The Oconto County Courthouse is a county courthouse in Oconto, Wisconsin, United States. It houses the circuit court and government offices of Oconto County, Wisconsin. The courthouse was built in 1891, with major alterations in 1907 and 1963. It was listed on the National Register of Historic Places in 1982 and the state register of historic places in 1989 for its local architectural significance.

==History==
The current building is the second courthouse to serve Oconto County. The first courthouse was a wood frame structure built in 1857 at the intersection of First Street and Collins Avenue. It was destroyed by fire in March 1891.

The second and current courthouse was constructed in 1891. Architects Charles H. Rau and Robert G. Kirsch of Milwaukee designed the building in the Romanesque Revival style. The new courthouse was built on Washington Street, in what had been a vacant field. This had been the site of an extrajudicial lynching in May 1871, when a mob broke German inmate Ludwig Neher (also recorded as Louis Nohr) out of the county jail and hung him from an oak tree in retribution for the shooting death of musician Joseph Ruelle.

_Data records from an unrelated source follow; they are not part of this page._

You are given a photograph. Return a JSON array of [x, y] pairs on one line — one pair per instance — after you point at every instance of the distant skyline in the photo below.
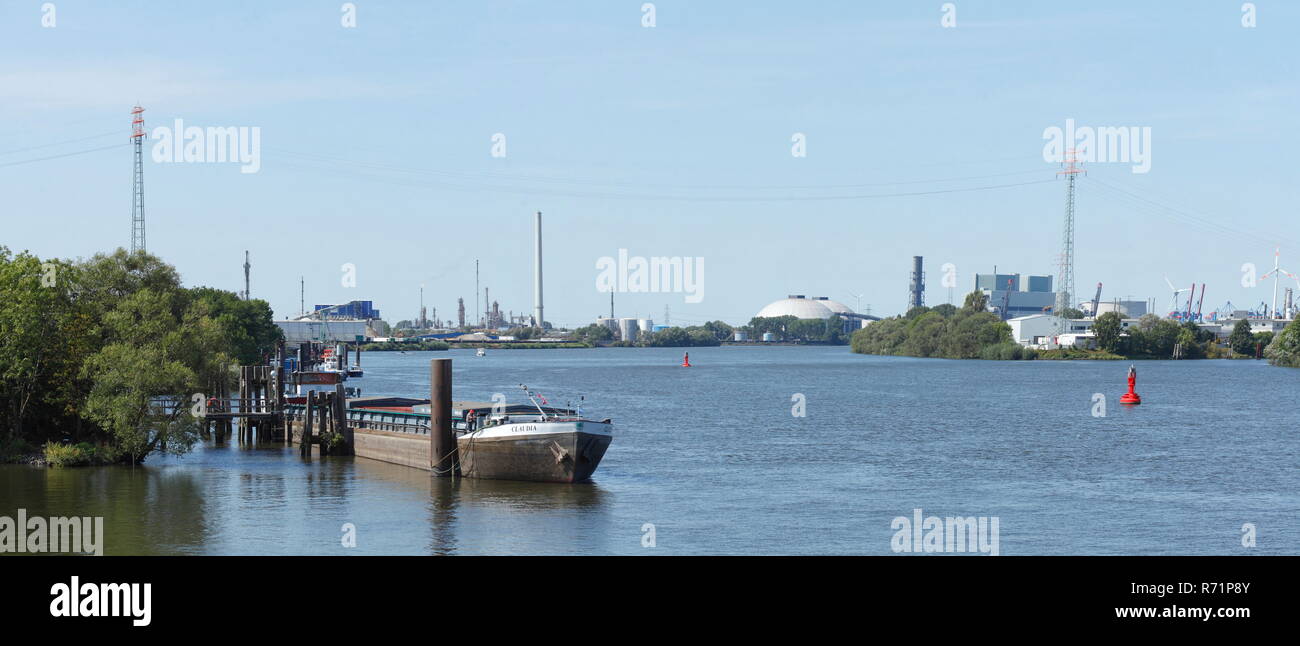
[[676, 141]]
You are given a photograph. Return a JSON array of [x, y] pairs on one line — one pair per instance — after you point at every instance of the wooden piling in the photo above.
[[306, 447], [341, 406], [442, 454]]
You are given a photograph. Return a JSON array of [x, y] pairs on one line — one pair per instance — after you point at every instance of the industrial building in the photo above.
[[352, 310], [820, 307], [325, 332], [1006, 297], [1126, 308]]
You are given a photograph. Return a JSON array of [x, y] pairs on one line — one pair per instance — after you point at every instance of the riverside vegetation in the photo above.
[[99, 358]]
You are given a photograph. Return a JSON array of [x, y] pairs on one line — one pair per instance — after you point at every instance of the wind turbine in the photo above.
[[1173, 300], [1277, 274]]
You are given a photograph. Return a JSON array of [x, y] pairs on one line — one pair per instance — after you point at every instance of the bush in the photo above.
[[13, 451], [66, 455], [1006, 352]]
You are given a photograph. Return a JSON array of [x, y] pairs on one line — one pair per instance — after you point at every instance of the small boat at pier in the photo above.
[[532, 442]]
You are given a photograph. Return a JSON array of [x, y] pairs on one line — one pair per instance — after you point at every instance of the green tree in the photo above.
[[975, 302], [1242, 341], [593, 334], [1108, 328], [1285, 348]]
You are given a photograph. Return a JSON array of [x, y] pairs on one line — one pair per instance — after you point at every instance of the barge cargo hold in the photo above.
[[523, 442]]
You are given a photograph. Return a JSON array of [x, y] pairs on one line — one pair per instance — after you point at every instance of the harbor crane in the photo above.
[[1173, 299], [1277, 273]]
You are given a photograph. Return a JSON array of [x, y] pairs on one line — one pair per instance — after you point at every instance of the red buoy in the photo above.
[[1131, 397]]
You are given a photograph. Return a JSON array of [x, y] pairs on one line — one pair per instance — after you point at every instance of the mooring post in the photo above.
[[342, 417], [306, 446], [442, 442]]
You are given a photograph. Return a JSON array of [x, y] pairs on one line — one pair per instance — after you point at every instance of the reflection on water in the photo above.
[[714, 459], [230, 499]]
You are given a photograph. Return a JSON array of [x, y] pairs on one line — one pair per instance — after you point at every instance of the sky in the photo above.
[[668, 141]]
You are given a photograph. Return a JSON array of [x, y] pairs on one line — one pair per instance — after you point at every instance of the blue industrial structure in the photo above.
[[352, 310]]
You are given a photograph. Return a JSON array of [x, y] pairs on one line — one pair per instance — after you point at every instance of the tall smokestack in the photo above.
[[537, 278], [917, 290]]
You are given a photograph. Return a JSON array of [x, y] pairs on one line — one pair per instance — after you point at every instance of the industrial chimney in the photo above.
[[537, 277], [917, 290]]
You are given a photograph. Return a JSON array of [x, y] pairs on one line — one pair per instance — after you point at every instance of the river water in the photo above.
[[713, 460]]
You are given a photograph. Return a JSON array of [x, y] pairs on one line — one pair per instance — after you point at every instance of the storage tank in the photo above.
[[628, 329]]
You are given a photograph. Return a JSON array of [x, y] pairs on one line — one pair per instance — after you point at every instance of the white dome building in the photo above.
[[798, 307], [835, 306]]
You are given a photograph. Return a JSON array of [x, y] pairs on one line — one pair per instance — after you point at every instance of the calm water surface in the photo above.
[[714, 458]]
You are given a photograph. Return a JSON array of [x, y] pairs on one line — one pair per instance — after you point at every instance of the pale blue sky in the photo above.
[[376, 144]]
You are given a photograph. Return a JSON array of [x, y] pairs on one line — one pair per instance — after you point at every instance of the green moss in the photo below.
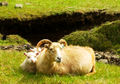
[[1, 36], [102, 38], [16, 39]]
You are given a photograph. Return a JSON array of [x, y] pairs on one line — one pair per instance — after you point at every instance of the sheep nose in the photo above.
[[58, 59]]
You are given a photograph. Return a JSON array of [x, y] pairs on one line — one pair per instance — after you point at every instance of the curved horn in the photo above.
[[62, 41], [44, 41]]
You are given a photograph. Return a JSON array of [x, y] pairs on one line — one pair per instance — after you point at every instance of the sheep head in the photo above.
[[53, 49]]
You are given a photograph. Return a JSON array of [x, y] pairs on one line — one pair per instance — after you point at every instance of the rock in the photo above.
[[3, 3], [103, 61], [28, 3], [98, 56], [18, 6], [19, 48], [27, 46]]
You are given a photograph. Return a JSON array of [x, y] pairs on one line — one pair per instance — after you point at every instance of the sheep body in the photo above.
[[75, 60]]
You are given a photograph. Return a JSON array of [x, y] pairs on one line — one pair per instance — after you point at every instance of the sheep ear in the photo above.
[[63, 42]]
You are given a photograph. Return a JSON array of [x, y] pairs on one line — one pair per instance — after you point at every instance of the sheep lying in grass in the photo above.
[[29, 64], [68, 60]]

A fire in September 1907 destroyed the original roof and upper level of the 1891 courthouse. In the aftermath of the fire, the county hired architects Henry A. Foeller and Max W. Schober of Green Bay to repair and enlarge the structure. In contrast to the original Romanesque architecture, Foeller and Schober redesigned the roof in the Neoclassical style, creating a larger domed cupola.

The interior of the courthouse was extensively remodeled in 1963, and several additions have been constructed around the original building to provide space for additional county offices and jail facilities.

==Design==
The courthouse is two stories with a large attic and a square domed cupola, and combines elements of the Romanesque Revival and Neoclassical styles. The exterior consists of blond brick walls with a red tile hipped roof. The facade is broken into three gabled pavilions, each of which is decorated with miniature ornamental bartizans and large semicircular arches above the second story windows. The tympanum of the central arch features a medallion with a sculpted log and fish, representing the local importance of the logging and fishing industry at the time of the courthouse's construction.

The cupola atop the roof includes a clock tower with seven-foot diameter Seth Thomas clocks from 1907 on each of its four sides. The dome is topped by a gold-colored lead statue of Lady Justice.